The Swiss rail network is renowned for its efficiency, the mountain views are dramatic, and many destinations are accessible in a day’s travel from London ... there are many reasons why you should travel to Switzerland by rail.
The Vaudoise Alps
Reaching the Vaudoise Alps east of Lake Geneva is easy. After a reasonably early departure from London St Pancras, you arrive in Paris in the late morning, with ample time to reach the Gare de Lyon
for the direct TGV
service across Burgundy and through the mountains of the Jura which straddle the border between France and Switzerland. At Lausanne, just north of Lake Geneva, you change to a Swiss Rail
service for the final, hour-long leg into the Vaudoise Alps, the scenery becoming ever grander as you near your destination.
The Bernese Oberland
To reach the Bernese Oberland from Paris, there is a choice of three routes: via Geneva, via Lausanne or via Basel. In terms of journey times, we recommend Basel – it takes just over ten hours from London, including connection times, meaning that, by setting off from London at 7am, you can arrive in Kandersteg, for example, just in time for dinner. For the best scenery, however, we recommend Geneva, as this involves a picturesque section along the northern shore of its eponymous lake.

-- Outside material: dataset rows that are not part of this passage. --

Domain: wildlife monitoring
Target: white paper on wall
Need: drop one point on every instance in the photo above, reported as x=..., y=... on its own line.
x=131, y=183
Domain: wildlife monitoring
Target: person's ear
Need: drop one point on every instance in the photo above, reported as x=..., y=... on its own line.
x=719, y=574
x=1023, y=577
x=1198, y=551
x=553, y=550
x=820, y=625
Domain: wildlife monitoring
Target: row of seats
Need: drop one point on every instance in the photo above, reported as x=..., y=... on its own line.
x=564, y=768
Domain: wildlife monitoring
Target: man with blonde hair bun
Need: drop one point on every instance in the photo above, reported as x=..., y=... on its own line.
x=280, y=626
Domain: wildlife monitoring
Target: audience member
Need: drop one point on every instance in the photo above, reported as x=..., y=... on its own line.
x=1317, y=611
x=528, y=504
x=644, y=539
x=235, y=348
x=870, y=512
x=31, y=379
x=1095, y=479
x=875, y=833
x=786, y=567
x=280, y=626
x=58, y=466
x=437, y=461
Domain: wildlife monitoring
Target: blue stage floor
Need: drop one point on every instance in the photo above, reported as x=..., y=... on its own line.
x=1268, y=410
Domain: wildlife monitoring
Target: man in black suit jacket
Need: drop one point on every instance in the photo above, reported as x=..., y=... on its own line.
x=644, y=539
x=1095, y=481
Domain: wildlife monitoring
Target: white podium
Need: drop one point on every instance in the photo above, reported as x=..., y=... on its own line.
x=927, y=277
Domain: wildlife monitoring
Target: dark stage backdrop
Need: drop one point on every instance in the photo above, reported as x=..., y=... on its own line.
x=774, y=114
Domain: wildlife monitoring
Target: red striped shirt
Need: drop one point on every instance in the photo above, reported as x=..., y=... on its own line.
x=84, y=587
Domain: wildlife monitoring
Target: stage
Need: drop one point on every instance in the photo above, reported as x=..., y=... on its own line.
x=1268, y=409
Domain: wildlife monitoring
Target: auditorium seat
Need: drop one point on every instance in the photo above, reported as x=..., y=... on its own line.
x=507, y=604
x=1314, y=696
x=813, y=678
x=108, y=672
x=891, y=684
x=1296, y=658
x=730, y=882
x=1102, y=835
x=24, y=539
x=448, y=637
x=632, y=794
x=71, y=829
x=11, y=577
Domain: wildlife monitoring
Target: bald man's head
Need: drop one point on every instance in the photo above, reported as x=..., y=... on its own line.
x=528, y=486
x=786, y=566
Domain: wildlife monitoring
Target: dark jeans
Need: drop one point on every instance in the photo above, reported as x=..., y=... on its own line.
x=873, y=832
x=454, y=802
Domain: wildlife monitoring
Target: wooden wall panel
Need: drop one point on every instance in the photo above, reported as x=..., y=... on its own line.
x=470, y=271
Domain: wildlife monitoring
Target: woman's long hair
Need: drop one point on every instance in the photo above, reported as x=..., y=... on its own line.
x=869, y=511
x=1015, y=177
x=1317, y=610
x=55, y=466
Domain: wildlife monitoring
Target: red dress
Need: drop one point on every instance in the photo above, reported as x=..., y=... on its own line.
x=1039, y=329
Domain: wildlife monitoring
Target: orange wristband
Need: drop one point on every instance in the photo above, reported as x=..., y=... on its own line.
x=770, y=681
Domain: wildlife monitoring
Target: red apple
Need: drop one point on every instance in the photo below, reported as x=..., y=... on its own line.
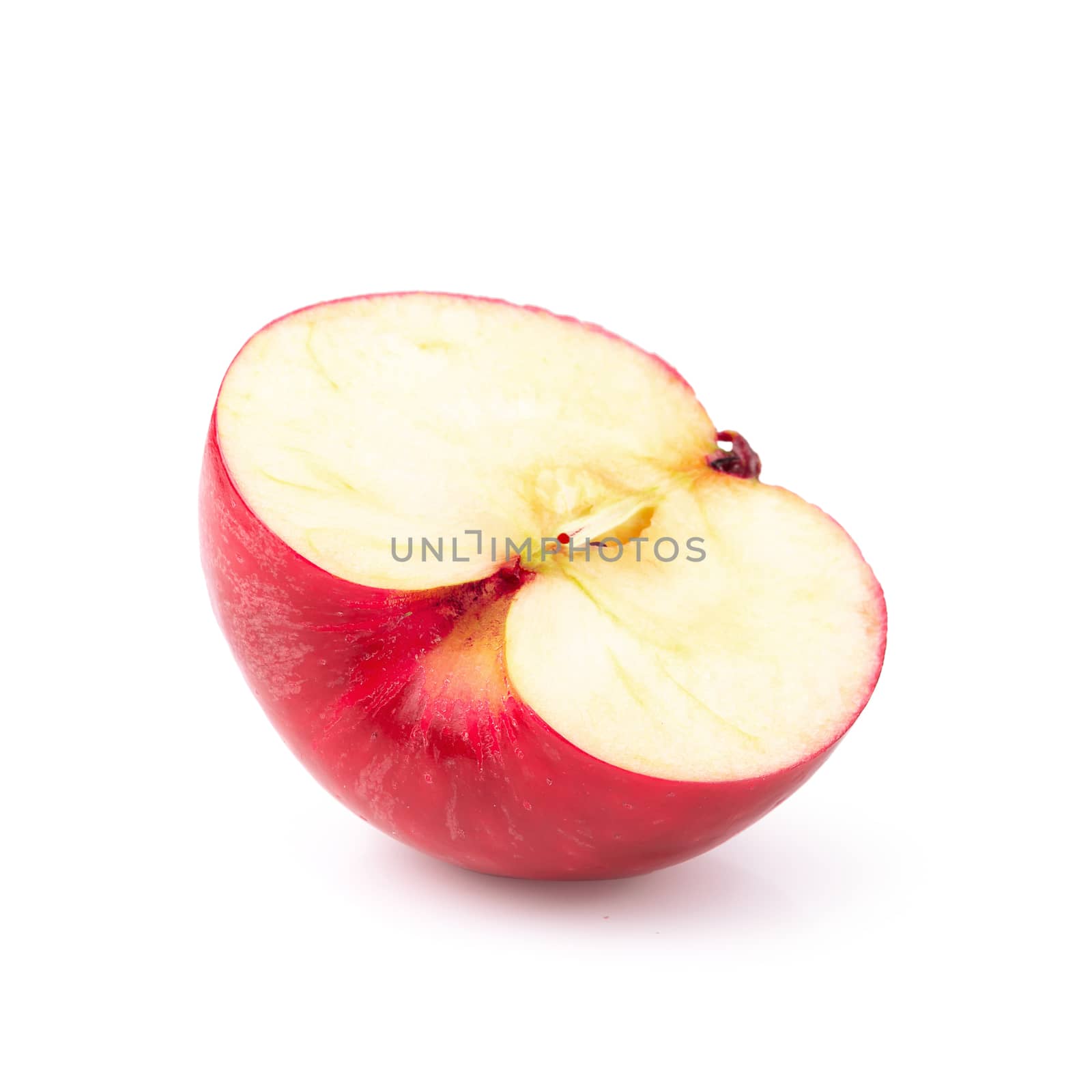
x=593, y=707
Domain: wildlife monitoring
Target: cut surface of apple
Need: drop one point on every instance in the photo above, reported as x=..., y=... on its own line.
x=601, y=566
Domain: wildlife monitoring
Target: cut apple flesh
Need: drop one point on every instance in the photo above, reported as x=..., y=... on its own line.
x=718, y=629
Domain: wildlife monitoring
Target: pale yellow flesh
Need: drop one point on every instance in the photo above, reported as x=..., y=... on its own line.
x=399, y=418
x=407, y=416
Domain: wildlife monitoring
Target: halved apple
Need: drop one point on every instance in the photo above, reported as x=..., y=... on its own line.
x=495, y=580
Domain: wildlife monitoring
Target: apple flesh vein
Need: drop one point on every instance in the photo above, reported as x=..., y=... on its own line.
x=560, y=715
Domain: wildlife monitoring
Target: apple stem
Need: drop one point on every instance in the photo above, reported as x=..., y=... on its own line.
x=742, y=461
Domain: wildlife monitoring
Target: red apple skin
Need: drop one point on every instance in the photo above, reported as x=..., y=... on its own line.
x=486, y=786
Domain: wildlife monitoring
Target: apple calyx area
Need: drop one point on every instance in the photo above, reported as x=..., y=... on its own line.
x=742, y=461
x=496, y=567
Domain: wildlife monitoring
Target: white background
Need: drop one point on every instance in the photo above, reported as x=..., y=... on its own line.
x=862, y=231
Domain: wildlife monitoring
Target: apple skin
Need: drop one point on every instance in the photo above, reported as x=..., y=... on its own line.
x=489, y=786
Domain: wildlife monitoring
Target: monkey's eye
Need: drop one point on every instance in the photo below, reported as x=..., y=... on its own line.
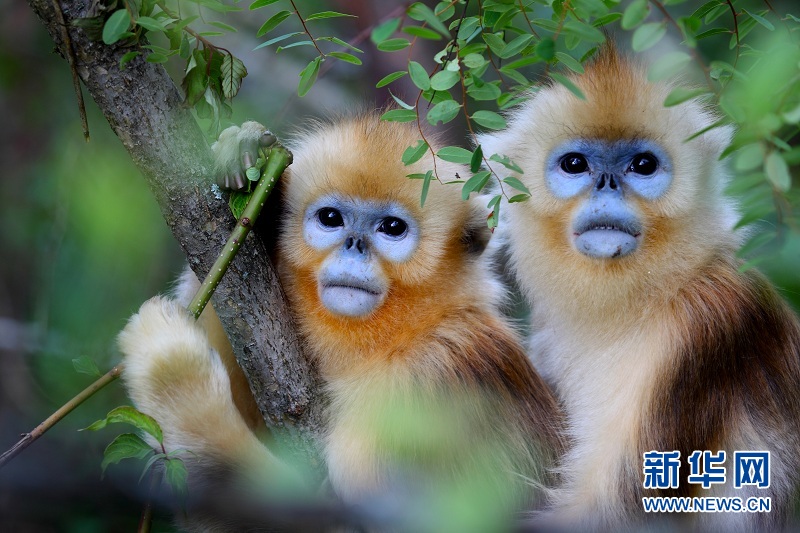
x=644, y=164
x=574, y=163
x=393, y=227
x=330, y=217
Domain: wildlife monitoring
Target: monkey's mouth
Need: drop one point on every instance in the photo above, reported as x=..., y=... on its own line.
x=348, y=296
x=607, y=239
x=350, y=287
x=631, y=229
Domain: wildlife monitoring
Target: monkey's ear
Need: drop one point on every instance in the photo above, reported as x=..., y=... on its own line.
x=476, y=231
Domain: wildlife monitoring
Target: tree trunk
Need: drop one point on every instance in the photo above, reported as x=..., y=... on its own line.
x=145, y=110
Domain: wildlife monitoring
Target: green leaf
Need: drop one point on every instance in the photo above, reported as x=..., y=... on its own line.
x=237, y=201
x=712, y=31
x=682, y=94
x=126, y=414
x=635, y=14
x=389, y=78
x=150, y=24
x=455, y=154
x=426, y=183
x=216, y=5
x=412, y=154
x=125, y=446
x=279, y=39
x=444, y=79
x=232, y=73
x=514, y=182
x=566, y=82
x=473, y=60
x=393, y=45
x=116, y=25
x=340, y=42
x=421, y=12
x=293, y=45
x=400, y=102
x=668, y=65
x=518, y=198
x=273, y=22
x=422, y=33
x=156, y=58
x=475, y=183
x=124, y=60
x=489, y=119
x=261, y=3
x=487, y=91
x=584, y=31
x=477, y=159
x=546, y=48
x=253, y=174
x=385, y=30
x=85, y=365
x=399, y=115
x=792, y=116
x=419, y=75
x=648, y=35
x=516, y=45
x=761, y=20
x=308, y=76
x=443, y=112
x=778, y=171
x=344, y=56
x=749, y=157
x=223, y=26
x=328, y=15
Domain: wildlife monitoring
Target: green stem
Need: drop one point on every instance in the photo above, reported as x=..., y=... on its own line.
x=277, y=161
x=28, y=438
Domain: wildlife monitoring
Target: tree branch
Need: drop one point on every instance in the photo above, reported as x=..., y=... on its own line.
x=144, y=108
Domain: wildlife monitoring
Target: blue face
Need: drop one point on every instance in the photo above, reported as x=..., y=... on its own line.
x=357, y=234
x=606, y=175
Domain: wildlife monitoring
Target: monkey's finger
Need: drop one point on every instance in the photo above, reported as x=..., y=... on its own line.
x=266, y=139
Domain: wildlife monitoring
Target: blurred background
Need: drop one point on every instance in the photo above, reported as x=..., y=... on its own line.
x=83, y=244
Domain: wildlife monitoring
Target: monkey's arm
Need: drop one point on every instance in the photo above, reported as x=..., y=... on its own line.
x=174, y=375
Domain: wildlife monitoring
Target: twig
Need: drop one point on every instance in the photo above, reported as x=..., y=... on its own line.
x=28, y=438
x=70, y=55
x=277, y=161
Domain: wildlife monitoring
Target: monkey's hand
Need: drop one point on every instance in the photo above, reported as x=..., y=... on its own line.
x=236, y=150
x=173, y=374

You can depart London St Pancras at the civilised time of 9.30am and still be in Lucerne by just after 7pm, having changed in Paris and Basel. The connections don’t work so well on the return journey, but you do have time for a leisurely lunch in Basel.
Considering that this journey entails travelling via the French capital past the vineyards of the Rhône Valley and deep into the mountains that separate Switzerland and Italy, it is quite impressive that it only takes 11 hours.
Despite its location in easternmost Switzerland, the Engadine Valley can be reached in a day from London, though it takes 12 hours and involves three changes after leaving Paris. Bearing this in mind, we recommend that you spend a night (or more – there is no restriction) in Paris
, which not only has the advantage of omitting one of the changes, but also means you can appreciate the mountain scenery of the final part of the journey in daylight.
On some local services, you may find you have a connection time of as little as two or three minutes. This is quite normal and perfectly feasible – the services are designed to connect, and we tell you from which platform your next train leaves.